To get to the bottom of Louis-Dreyfus' appeal, one has to examine the facts: She's irrefutably beautiful, but is no girlie-girl and prefers the company of men who better appreciate her bawdy, take-no-prisoners outlook on life. Though she was born in New York City, the actress taps into an easy accessibility that makes her a relatable "everywoman" and not the daughter of a billionaire that she actually is. Her acting is unbelievably good; it's as if Mary Tyler Moore and Bea Arthur forged their best qualities as comedy titans and bequeathed them to Louis-Dreyfus. We root for Louis-Dreyfus much as we always did for Tyler Moore, and we laugh out loud at the razor sharp, impeccable comedic timing Louis-Dreyfus shares with Arthur. We know Louis-Dreyfus would've been buddies with Mary in Minneapolis and she would've been BFFs with both Maude and Dorothy Zbornak on The Golden Girls. Combining the best of Mary Tyler Moore and Bea Arthur makes for quite an explosively hilarious cocktail that Louis-Dreyfus embodies like no other.
Still not convinced? Let's talk Emmy Awards, shall we?
Julia Louis-Dreyfus has been nominated a ridiculous 15 times for Emmys for acting in comedies (winning five times) making history in two ways: Her latest nomination broke the all-time record previously held by -- say it with me-- Lucille Ball, and by winning her five Emmys for three different series-- Seinfeld, The New Adventures Of Old Christine, Veep- -Louis-Dreyfus becomes the first actress in history to ever accomplish that. The dozens of other accolades for her acting notwithstanding, these unprecedented Emmy records are a very big deal by anyone's standards.
In her latest turn as Vice President Selina Meyer on HBO's hit Veep--a show co-created by Armando Iannucci and the brilliant New York magazine writer, Frank Rich--Louis-Dreyfus is in full flight portraying the overtly ambitious, not quite wise, but scary smart VP. The show's ensemble cast is uniformly excellent and Louis-Dreyfus has achieved a gravitas in this role that I've never seen in her previous performances. She is Selina Meyer. And she is running for President. And Julia Louis-Dreyfus has never been better.

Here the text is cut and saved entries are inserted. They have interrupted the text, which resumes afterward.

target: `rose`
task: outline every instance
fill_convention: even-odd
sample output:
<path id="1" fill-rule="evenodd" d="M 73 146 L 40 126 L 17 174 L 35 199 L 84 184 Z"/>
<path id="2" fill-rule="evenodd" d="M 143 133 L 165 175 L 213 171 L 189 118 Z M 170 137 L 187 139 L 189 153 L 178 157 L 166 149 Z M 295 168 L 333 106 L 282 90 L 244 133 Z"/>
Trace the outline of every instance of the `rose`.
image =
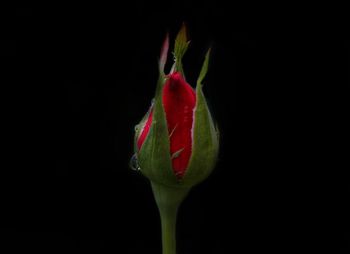
<path id="1" fill-rule="evenodd" d="M 219 144 L 201 84 L 210 51 L 194 90 L 185 80 L 181 63 L 188 44 L 183 26 L 175 41 L 175 63 L 170 74 L 165 75 L 169 45 L 166 38 L 156 96 L 135 135 L 141 172 L 151 181 L 175 187 L 191 187 L 205 179 L 215 166 Z"/>
<path id="2" fill-rule="evenodd" d="M 136 167 L 152 184 L 162 222 L 163 254 L 175 254 L 177 209 L 189 189 L 213 170 L 219 135 L 202 91 L 209 53 L 193 89 L 185 79 L 182 57 L 188 48 L 186 27 L 175 40 L 175 62 L 164 73 L 169 38 L 166 37 L 159 60 L 155 98 L 147 114 L 136 126 Z"/>

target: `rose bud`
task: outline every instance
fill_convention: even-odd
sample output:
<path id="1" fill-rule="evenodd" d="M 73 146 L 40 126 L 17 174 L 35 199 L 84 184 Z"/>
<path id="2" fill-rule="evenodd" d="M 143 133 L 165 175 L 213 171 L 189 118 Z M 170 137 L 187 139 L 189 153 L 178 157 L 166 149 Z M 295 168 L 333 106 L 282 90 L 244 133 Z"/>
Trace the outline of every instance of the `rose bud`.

Looking back on a celebrated career filled with so many highs including her three-year stint at Saturday Night Live as the youngest female cast member and, more recently, her jaw-droppingly funny rift as Lisa Kudrow's sister on Showtime's Web Therapy, has proven time and again Louis-Dreyfus paired with great writing and capable actors around her are the ingredients for comedic gold.
As we pay rapt attention to where this superlative actress takes us next, let's reflect for a moment and do something so many of us never actually do: Let's pay homage to a once in a generation supernova talent at the height of her career.
By watching Veep on Sundays or Seinfeld re-runs, you honor the remarkable work of our greatest television comedic actress. Louis-Dreyfus is the rightful successor to the title of "queen of television comedy" that for decades Lucille Ball laid claim to without competition. A quarter century after Lucy's death, it is now appropriate to honor her successor. And, in case you're wondering, I still never watch anything Louis-Dreyfus is in while eating. Almost dying of laughter is something I'd rather not experience again.
Bottom line: Julia Louis-Dreyfus is America's new queen of television comedy. Has a smarter and sexier reigning monarch ever made us laugh so damn much?